Jones explained, “Using interpretability experiments we demonstrate that the patterns of brain aging appear anatomically different for images of glucose metabolism as compared to structural imaging with MRI. This advances understanding of the biology of aging and Alzheimer’s disease from the unique perspectives of brain structure and function.”

The investigators found that the increase in the gap of brain age correlated highly with cognitive impairment and the AD biomarkers. A higher gap of brain age also revealed a longitudinal predictive characteristic in all types of dementia examined, although, interestingly, the regions of the brain that generated the differences in brain age, were different for each group of dementia patients.

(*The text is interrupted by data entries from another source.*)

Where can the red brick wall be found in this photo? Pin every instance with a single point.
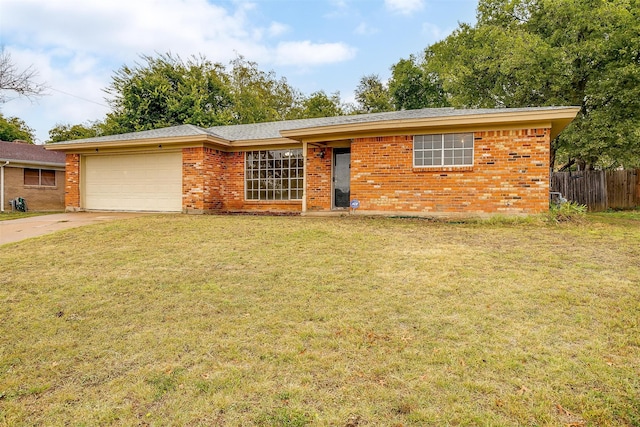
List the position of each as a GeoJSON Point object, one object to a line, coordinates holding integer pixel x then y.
{"type": "Point", "coordinates": [319, 179]}
{"type": "Point", "coordinates": [72, 182]}
{"type": "Point", "coordinates": [202, 171]}
{"type": "Point", "coordinates": [510, 175]}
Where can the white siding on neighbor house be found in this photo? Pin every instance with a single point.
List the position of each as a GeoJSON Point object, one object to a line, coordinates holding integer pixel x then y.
{"type": "Point", "coordinates": [133, 182]}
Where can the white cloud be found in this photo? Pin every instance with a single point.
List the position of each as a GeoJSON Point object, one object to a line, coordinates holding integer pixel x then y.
{"type": "Point", "coordinates": [77, 45]}
{"type": "Point", "coordinates": [277, 29]}
{"type": "Point", "coordinates": [365, 30]}
{"type": "Point", "coordinates": [434, 33]}
{"type": "Point", "coordinates": [305, 53]}
{"type": "Point", "coordinates": [404, 7]}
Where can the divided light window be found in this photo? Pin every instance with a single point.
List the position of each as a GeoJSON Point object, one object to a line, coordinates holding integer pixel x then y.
{"type": "Point", "coordinates": [274, 175]}
{"type": "Point", "coordinates": [449, 149]}
{"type": "Point", "coordinates": [40, 177]}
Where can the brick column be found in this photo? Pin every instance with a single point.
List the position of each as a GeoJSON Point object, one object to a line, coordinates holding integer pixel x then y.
{"type": "Point", "coordinates": [72, 183]}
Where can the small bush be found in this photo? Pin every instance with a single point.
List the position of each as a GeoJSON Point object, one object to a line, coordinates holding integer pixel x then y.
{"type": "Point", "coordinates": [568, 212]}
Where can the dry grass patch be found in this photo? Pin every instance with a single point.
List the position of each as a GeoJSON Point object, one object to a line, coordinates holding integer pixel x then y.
{"type": "Point", "coordinates": [205, 320]}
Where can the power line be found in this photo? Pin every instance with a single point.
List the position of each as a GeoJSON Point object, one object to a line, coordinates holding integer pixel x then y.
{"type": "Point", "coordinates": [79, 97]}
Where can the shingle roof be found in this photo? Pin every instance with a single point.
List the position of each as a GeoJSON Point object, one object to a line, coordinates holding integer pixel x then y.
{"type": "Point", "coordinates": [30, 153]}
{"type": "Point", "coordinates": [269, 130]}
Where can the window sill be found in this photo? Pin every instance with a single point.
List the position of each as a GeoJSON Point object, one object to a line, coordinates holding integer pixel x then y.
{"type": "Point", "coordinates": [285, 202]}
{"type": "Point", "coordinates": [429, 169]}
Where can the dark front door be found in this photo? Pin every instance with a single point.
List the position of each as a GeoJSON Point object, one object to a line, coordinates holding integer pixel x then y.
{"type": "Point", "coordinates": [341, 177]}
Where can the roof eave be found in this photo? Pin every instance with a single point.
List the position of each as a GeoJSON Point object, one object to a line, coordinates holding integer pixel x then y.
{"type": "Point", "coordinates": [557, 119]}
{"type": "Point", "coordinates": [139, 143]}
{"type": "Point", "coordinates": [30, 163]}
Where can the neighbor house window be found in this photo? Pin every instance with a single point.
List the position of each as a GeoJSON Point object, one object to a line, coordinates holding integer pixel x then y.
{"type": "Point", "coordinates": [40, 177]}
{"type": "Point", "coordinates": [449, 149]}
{"type": "Point", "coordinates": [274, 175]}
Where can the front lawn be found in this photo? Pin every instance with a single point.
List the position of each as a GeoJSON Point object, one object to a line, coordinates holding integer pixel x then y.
{"type": "Point", "coordinates": [7, 215]}
{"type": "Point", "coordinates": [290, 321]}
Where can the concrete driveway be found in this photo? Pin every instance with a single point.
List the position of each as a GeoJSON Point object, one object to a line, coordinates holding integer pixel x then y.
{"type": "Point", "coordinates": [19, 229]}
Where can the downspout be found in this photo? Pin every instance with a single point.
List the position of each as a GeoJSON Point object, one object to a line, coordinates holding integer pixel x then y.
{"type": "Point", "coordinates": [304, 177]}
{"type": "Point", "coordinates": [2, 185]}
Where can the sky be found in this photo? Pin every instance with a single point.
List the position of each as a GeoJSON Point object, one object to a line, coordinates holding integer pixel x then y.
{"type": "Point", "coordinates": [76, 46]}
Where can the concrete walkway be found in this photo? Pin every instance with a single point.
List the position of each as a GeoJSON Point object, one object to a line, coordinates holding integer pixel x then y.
{"type": "Point", "coordinates": [19, 229]}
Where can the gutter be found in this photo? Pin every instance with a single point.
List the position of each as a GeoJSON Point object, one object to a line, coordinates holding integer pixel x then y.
{"type": "Point", "coordinates": [20, 163]}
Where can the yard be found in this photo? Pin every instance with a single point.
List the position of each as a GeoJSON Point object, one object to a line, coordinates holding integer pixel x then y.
{"type": "Point", "coordinates": [290, 321]}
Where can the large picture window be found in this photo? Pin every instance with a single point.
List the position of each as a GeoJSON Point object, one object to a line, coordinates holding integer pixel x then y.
{"type": "Point", "coordinates": [449, 149]}
{"type": "Point", "coordinates": [40, 177]}
{"type": "Point", "coordinates": [274, 175]}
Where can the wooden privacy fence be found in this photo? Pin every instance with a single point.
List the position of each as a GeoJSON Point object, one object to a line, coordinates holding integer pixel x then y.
{"type": "Point", "coordinates": [599, 190]}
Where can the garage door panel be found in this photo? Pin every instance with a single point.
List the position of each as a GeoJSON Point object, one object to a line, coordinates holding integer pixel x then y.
{"type": "Point", "coordinates": [138, 182]}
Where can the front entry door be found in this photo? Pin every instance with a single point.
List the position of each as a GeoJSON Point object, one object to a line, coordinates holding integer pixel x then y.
{"type": "Point", "coordinates": [341, 177]}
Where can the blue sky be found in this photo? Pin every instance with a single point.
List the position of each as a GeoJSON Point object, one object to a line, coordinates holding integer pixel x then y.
{"type": "Point", "coordinates": [77, 45]}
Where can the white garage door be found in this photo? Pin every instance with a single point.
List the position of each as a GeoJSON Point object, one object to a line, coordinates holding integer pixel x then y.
{"type": "Point", "coordinates": [134, 182]}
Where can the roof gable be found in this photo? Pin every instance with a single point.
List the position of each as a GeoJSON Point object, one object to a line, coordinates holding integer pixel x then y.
{"type": "Point", "coordinates": [330, 127]}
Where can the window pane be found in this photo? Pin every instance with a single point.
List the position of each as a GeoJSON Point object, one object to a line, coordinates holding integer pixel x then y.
{"type": "Point", "coordinates": [32, 177]}
{"type": "Point", "coordinates": [268, 179]}
{"type": "Point", "coordinates": [48, 177]}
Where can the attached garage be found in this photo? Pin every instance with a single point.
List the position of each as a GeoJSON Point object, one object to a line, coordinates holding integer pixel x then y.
{"type": "Point", "coordinates": [133, 182]}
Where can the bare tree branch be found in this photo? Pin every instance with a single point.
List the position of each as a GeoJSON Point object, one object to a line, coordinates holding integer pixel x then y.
{"type": "Point", "coordinates": [24, 82]}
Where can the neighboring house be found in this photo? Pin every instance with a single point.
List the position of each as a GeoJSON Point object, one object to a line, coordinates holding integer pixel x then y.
{"type": "Point", "coordinates": [32, 173]}
{"type": "Point", "coordinates": [418, 162]}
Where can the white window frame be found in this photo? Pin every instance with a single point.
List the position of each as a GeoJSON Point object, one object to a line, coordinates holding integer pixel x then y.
{"type": "Point", "coordinates": [273, 175]}
{"type": "Point", "coordinates": [40, 184]}
{"type": "Point", "coordinates": [443, 150]}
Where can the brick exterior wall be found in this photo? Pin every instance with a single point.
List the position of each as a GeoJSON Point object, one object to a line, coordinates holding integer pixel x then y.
{"type": "Point", "coordinates": [37, 198]}
{"type": "Point", "coordinates": [202, 171]}
{"type": "Point", "coordinates": [510, 175]}
{"type": "Point", "coordinates": [72, 185]}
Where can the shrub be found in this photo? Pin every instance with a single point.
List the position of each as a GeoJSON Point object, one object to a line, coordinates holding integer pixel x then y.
{"type": "Point", "coordinates": [567, 212]}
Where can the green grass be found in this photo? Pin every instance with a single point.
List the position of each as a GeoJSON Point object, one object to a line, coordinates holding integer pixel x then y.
{"type": "Point", "coordinates": [289, 321]}
{"type": "Point", "coordinates": [6, 215]}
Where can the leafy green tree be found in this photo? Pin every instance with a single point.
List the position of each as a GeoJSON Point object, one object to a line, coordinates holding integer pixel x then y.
{"type": "Point", "coordinates": [260, 96]}
{"type": "Point", "coordinates": [553, 52]}
{"type": "Point", "coordinates": [372, 96]}
{"type": "Point", "coordinates": [319, 104]}
{"type": "Point", "coordinates": [167, 91]}
{"type": "Point", "coordinates": [68, 132]}
{"type": "Point", "coordinates": [12, 128]}
{"type": "Point", "coordinates": [411, 86]}
{"type": "Point", "coordinates": [13, 80]}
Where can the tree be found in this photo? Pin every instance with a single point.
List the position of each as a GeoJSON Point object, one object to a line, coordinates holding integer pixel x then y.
{"type": "Point", "coordinates": [412, 87]}
{"type": "Point", "coordinates": [372, 95]}
{"type": "Point", "coordinates": [166, 91]}
{"type": "Point", "coordinates": [13, 80]}
{"type": "Point", "coordinates": [553, 52]}
{"type": "Point", "coordinates": [13, 128]}
{"type": "Point", "coordinates": [319, 104]}
{"type": "Point", "coordinates": [68, 132]}
{"type": "Point", "coordinates": [260, 96]}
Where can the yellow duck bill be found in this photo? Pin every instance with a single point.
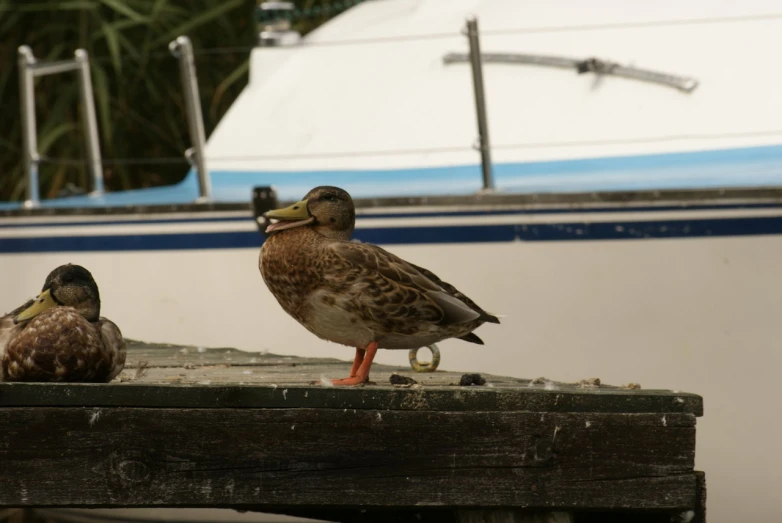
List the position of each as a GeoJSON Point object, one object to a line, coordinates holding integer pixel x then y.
{"type": "Point", "coordinates": [292, 216]}
{"type": "Point", "coordinates": [42, 302]}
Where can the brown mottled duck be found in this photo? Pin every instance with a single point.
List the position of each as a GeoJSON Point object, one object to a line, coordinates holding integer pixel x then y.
{"type": "Point", "coordinates": [353, 293]}
{"type": "Point", "coordinates": [60, 335]}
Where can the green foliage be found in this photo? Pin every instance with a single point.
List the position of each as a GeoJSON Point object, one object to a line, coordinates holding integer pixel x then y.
{"type": "Point", "coordinates": [136, 81]}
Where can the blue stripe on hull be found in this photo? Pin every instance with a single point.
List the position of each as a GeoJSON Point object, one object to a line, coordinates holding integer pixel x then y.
{"type": "Point", "coordinates": [687, 206]}
{"type": "Point", "coordinates": [754, 166]}
{"type": "Point", "coordinates": [575, 231]}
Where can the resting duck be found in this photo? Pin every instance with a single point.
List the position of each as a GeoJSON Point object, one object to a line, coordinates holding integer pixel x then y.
{"type": "Point", "coordinates": [357, 294]}
{"type": "Point", "coordinates": [60, 335]}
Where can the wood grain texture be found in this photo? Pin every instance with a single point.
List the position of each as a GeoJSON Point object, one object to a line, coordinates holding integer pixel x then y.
{"type": "Point", "coordinates": [189, 377]}
{"type": "Point", "coordinates": [343, 458]}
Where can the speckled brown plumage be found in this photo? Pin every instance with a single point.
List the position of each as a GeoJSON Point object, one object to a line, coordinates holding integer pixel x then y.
{"type": "Point", "coordinates": [355, 293]}
{"type": "Point", "coordinates": [62, 343]}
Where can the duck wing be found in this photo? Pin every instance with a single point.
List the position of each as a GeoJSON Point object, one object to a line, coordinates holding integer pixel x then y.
{"type": "Point", "coordinates": [382, 280]}
{"type": "Point", "coordinates": [7, 325]}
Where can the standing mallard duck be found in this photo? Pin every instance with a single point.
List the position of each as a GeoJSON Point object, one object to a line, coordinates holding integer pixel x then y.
{"type": "Point", "coordinates": [60, 335]}
{"type": "Point", "coordinates": [357, 294]}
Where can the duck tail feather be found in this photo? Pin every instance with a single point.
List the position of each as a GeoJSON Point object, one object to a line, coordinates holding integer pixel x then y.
{"type": "Point", "coordinates": [472, 338]}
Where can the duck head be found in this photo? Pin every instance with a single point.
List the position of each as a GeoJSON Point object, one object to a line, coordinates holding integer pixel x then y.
{"type": "Point", "coordinates": [67, 285]}
{"type": "Point", "coordinates": [328, 210]}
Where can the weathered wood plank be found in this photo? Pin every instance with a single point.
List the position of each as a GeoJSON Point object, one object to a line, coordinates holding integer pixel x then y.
{"type": "Point", "coordinates": [189, 377]}
{"type": "Point", "coordinates": [512, 516]}
{"type": "Point", "coordinates": [342, 458]}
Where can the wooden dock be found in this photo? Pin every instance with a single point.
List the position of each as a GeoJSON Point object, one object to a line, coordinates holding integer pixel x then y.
{"type": "Point", "coordinates": [194, 427]}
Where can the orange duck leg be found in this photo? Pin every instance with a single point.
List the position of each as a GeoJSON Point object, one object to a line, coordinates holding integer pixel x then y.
{"type": "Point", "coordinates": [359, 373]}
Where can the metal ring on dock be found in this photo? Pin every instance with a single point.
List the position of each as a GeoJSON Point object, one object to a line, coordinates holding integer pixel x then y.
{"type": "Point", "coordinates": [430, 366]}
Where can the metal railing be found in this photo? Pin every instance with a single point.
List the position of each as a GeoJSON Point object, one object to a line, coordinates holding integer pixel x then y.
{"type": "Point", "coordinates": [29, 70]}
{"type": "Point", "coordinates": [480, 103]}
{"type": "Point", "coordinates": [182, 49]}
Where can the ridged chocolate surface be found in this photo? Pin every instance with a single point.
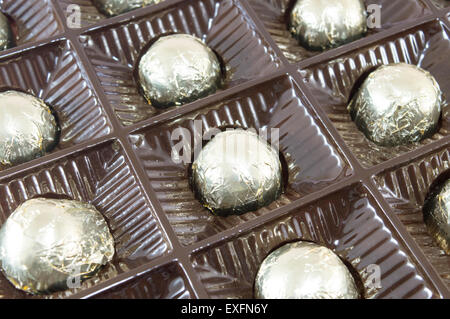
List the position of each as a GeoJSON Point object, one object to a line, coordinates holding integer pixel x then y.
{"type": "Point", "coordinates": [166, 282]}
{"type": "Point", "coordinates": [405, 189]}
{"type": "Point", "coordinates": [441, 3]}
{"type": "Point", "coordinates": [362, 201]}
{"type": "Point", "coordinates": [230, 34]}
{"type": "Point", "coordinates": [35, 20]}
{"type": "Point", "coordinates": [345, 222]}
{"type": "Point", "coordinates": [275, 104]}
{"type": "Point", "coordinates": [102, 177]}
{"type": "Point", "coordinates": [333, 83]}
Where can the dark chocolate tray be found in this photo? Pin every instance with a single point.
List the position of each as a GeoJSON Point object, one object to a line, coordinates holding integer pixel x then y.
{"type": "Point", "coordinates": [362, 201]}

“The ability for deep learning to accurately predict age based on brain imaging data has been known for some time. However, looking at brain age gap or the difference between predicted and actual age, has been thought to have the potential to be utilized as a biomarker. Others have argued that such a brain age gap is only able to mark treatment-level biological differences and is unable to track changes in state and therefore should not be interpreted as accelerated brain aging,” Jones said. “The main finding of our study is that we could indeed find evidence that high brain age gap is behaving as an accelerated brain aging biomarker.”

Using readouts of brain metabolism from FDG PET scans as inputs for the deep learning model to predict the brain age is a novel approach adopted in this study.  In addition, the demonstration that brain metabolic markers are related to established AD biomarkers and predictive of cognitive decline is a novel finding.

In follow-up projects, Jones and his team intend to conduct validation and testing of these methods across diverse clinical and imaging samples in the clinical workflow so that brain age prediction through this AI system can be integrated into the suite of tools used to evaluate patients at Mayo Clinic.